I've asked them whether the monster is ingenii pravi or boni, what other things are tam ingenii pravi/boni quam [monstrum]. Squidward is. The Grinch isn't.
I'm using this opportunity to make sure they remember the following words that will come up in Lucia: vexat itaque delectat
semper
numquam
One of my favorite techniques, and one I used a lot today, is "oh look at all the stuff i wrote. i'm just going to renarrate this whole thing and stop sometimes, and you as a class should all chorally fill in the next word."
Friday
First we listed new words and phrases from the last week, as well as phrases that aren't new that we remember using to describe our monster.. We've learned modo, tam...quam and modus [ndi]. We remember monstrum delectat and monstro cordi est and monstro odio est. We remember monstrum peritum -ndi est. We remember potius quam. We talk about its modus edendi. That last one (modus -ndi) won't come up in Lucia, but it'll help us discuss what her method of being a hero is and whether it works.
Some timed writes. We watched the Smithsonian giant panda cam and the San Diego Zoo rhinoceros cam and observed what the "monster" was doing. They had three minutes to write in a google doc they titled Timed Writes [name] because they're digital right now and I can't access their journals. They wrote everything they could think of about the 'monster.' Then I asked them to put in the chat box one sentence they'd written about the monster. I learned a lot about the preferences of pandas and learned that the lefthand rhino is as pretty as the righthand rhino, so that's good.

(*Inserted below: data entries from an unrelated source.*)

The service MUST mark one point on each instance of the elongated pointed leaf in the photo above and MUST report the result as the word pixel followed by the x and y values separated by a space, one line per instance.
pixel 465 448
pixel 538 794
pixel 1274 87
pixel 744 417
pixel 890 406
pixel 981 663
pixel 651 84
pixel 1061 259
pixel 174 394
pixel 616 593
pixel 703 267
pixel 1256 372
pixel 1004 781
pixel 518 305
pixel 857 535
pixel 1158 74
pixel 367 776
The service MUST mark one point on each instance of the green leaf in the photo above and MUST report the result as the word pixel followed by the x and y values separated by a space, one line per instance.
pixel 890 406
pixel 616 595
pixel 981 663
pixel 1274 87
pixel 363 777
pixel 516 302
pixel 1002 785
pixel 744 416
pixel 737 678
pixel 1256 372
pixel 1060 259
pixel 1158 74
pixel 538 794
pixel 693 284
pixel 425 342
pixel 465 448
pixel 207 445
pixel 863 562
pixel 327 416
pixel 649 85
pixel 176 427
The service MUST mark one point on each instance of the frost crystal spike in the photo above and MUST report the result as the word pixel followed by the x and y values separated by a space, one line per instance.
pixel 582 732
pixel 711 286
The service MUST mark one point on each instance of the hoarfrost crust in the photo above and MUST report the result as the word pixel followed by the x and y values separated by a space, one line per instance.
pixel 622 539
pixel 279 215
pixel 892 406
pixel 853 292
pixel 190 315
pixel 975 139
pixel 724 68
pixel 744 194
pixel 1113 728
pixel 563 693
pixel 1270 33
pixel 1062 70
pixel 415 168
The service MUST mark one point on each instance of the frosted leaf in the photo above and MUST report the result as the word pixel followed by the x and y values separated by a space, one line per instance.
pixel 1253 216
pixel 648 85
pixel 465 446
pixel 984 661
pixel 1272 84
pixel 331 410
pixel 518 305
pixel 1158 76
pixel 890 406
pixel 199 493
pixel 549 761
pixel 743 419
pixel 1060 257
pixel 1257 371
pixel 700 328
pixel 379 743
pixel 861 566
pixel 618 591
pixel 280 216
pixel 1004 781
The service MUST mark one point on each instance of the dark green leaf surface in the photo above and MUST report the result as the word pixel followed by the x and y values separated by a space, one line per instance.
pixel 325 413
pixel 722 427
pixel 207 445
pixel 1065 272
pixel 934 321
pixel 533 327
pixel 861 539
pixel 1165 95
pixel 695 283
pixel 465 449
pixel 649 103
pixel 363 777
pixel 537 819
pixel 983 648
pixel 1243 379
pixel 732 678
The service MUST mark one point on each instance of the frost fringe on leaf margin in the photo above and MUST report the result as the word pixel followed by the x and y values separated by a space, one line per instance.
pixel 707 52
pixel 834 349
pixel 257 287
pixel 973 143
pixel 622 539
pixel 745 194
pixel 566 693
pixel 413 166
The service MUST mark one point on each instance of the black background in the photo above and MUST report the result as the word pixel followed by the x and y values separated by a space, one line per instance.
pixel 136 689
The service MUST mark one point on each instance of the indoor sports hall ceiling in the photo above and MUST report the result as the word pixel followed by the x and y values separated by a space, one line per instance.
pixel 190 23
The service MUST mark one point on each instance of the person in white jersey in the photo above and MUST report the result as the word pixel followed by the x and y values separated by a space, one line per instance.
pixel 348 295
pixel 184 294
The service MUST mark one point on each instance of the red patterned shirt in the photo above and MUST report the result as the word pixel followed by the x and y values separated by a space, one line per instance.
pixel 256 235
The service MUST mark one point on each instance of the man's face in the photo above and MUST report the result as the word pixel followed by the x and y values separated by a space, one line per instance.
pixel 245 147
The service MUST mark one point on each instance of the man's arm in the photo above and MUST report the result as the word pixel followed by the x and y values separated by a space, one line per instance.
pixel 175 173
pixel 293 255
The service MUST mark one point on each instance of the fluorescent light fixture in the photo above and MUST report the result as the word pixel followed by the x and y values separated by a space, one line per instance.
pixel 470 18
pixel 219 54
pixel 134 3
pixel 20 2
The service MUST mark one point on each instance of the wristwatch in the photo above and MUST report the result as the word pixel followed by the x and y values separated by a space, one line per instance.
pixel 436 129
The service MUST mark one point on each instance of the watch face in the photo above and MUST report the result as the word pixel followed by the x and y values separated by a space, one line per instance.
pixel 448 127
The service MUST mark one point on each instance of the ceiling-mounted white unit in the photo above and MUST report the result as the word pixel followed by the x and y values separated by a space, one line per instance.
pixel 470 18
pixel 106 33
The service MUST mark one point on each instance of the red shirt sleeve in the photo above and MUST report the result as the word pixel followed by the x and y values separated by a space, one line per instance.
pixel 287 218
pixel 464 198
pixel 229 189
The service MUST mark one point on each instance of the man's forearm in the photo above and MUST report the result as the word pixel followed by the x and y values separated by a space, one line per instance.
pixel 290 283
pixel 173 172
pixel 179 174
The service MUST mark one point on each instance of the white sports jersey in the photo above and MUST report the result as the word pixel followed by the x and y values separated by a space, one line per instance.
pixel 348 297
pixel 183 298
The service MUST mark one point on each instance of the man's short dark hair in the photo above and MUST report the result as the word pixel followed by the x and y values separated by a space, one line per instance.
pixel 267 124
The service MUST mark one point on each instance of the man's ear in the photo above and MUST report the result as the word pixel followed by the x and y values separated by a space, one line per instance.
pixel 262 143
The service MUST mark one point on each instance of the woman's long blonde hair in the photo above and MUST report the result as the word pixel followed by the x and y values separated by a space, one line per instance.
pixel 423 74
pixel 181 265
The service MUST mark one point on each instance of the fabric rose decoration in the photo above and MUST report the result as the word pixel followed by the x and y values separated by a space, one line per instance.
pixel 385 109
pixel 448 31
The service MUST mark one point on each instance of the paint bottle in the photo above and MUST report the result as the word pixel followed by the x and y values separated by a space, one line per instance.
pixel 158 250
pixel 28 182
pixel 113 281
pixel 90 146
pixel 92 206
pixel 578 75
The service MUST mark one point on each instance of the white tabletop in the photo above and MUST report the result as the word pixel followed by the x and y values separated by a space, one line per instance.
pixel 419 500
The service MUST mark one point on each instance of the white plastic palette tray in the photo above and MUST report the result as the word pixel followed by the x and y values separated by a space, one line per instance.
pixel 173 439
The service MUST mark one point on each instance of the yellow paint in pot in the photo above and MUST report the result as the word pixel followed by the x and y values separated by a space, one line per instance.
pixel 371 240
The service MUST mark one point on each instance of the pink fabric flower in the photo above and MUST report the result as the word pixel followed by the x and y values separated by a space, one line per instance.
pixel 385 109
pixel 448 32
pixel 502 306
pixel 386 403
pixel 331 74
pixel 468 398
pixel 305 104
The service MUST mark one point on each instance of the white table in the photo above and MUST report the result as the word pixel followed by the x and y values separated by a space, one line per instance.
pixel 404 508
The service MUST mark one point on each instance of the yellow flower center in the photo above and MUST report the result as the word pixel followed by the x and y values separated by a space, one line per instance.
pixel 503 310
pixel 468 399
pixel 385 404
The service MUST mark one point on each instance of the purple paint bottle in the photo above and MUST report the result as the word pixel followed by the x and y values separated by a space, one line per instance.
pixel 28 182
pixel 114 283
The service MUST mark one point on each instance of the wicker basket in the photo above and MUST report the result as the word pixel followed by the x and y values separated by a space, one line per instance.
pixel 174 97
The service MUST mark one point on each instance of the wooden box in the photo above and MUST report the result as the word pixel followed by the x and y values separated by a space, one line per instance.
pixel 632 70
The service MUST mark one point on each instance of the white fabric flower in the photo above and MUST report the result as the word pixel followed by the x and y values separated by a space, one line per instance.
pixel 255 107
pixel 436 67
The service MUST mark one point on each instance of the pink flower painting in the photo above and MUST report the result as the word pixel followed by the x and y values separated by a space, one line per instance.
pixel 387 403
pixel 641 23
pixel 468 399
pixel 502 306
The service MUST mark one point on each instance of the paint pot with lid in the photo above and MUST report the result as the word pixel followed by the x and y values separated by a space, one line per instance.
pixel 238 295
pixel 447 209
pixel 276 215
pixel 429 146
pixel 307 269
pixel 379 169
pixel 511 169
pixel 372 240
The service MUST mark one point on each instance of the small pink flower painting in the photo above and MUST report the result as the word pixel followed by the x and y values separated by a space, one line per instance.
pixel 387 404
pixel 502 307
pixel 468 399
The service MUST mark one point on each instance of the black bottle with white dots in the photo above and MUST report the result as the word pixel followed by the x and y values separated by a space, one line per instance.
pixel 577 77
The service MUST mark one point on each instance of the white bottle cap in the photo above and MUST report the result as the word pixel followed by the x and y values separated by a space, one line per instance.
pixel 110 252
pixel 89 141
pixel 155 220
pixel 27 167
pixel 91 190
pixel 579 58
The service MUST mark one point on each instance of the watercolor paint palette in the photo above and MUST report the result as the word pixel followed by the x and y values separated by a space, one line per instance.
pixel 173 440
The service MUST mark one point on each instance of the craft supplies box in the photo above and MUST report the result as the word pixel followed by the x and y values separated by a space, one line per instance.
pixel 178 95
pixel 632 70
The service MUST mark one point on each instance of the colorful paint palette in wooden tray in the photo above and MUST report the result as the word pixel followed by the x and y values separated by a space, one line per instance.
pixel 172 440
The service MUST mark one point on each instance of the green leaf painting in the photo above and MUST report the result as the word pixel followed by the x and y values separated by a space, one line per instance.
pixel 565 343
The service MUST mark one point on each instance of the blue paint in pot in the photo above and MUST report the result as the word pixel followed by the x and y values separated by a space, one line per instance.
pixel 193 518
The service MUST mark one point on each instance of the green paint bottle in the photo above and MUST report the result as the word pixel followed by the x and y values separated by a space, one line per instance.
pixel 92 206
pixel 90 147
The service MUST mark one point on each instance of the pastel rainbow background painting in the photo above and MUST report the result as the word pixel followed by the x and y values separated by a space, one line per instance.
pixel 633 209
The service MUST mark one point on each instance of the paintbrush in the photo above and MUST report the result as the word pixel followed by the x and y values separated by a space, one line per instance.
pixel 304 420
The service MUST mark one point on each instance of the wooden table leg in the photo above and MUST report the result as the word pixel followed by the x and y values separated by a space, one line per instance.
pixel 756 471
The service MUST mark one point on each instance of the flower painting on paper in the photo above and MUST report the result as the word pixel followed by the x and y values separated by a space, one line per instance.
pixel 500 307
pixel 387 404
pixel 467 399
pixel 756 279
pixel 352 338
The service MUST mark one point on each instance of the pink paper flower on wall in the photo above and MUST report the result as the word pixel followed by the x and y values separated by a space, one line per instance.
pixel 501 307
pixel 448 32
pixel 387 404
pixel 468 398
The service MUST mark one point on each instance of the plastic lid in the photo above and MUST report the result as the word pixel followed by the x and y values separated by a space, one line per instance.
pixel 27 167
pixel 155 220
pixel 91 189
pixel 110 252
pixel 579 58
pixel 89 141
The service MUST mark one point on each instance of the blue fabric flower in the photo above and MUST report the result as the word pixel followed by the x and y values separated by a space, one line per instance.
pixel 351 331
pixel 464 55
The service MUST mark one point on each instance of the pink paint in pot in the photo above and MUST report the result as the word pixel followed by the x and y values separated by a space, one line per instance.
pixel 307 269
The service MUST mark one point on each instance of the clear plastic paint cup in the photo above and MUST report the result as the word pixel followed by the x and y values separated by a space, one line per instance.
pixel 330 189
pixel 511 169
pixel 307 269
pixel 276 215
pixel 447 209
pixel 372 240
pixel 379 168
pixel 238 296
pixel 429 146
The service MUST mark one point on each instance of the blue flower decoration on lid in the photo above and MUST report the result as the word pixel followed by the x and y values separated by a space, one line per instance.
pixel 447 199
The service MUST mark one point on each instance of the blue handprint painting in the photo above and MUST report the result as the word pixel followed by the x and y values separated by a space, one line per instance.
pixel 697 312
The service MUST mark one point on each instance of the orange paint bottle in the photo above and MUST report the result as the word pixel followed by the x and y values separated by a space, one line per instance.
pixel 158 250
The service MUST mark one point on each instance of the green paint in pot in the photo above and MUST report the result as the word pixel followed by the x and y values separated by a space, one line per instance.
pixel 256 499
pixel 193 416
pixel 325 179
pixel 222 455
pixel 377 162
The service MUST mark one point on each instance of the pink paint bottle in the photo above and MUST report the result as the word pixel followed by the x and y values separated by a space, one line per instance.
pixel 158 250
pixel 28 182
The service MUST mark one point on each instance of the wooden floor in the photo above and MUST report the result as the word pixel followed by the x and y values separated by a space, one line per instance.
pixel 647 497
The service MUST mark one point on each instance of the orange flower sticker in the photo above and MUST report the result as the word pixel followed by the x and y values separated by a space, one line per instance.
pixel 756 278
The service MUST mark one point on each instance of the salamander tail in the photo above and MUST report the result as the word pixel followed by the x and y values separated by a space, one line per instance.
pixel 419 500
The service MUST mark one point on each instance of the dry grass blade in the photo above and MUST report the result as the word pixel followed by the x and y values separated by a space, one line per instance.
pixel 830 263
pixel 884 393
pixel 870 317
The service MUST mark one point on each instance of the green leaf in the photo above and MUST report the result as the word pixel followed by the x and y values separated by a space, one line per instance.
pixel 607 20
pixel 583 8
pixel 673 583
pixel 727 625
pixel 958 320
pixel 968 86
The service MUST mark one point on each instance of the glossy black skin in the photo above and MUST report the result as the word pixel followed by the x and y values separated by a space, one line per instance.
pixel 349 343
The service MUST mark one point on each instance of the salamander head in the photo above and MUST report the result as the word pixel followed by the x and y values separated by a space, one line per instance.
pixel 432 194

We drew the panda on the board. We identified its body parts. We spent a lot of time last year on quo (with what), because it's my favorite question and I think it's super useful, so we brought it back here. I asked them what the monster does with its head, what it does with its colors, what it does with its feet. I got some silly answers (contra umbras pugnat?) and some real ones (coloribus se celat), and then we TPRed a little. It's funny to watch kids hide in their jackets. Especially if you also hide in your jacket at the same time.
I gave them seven minutes at the end of class to do a second timed write: recall our monster from yesterday, look at your picture of it, etc, and write everything you can remember. Pick two of its body parts and express what it does with those body parts.
And then we headed off into the weekend!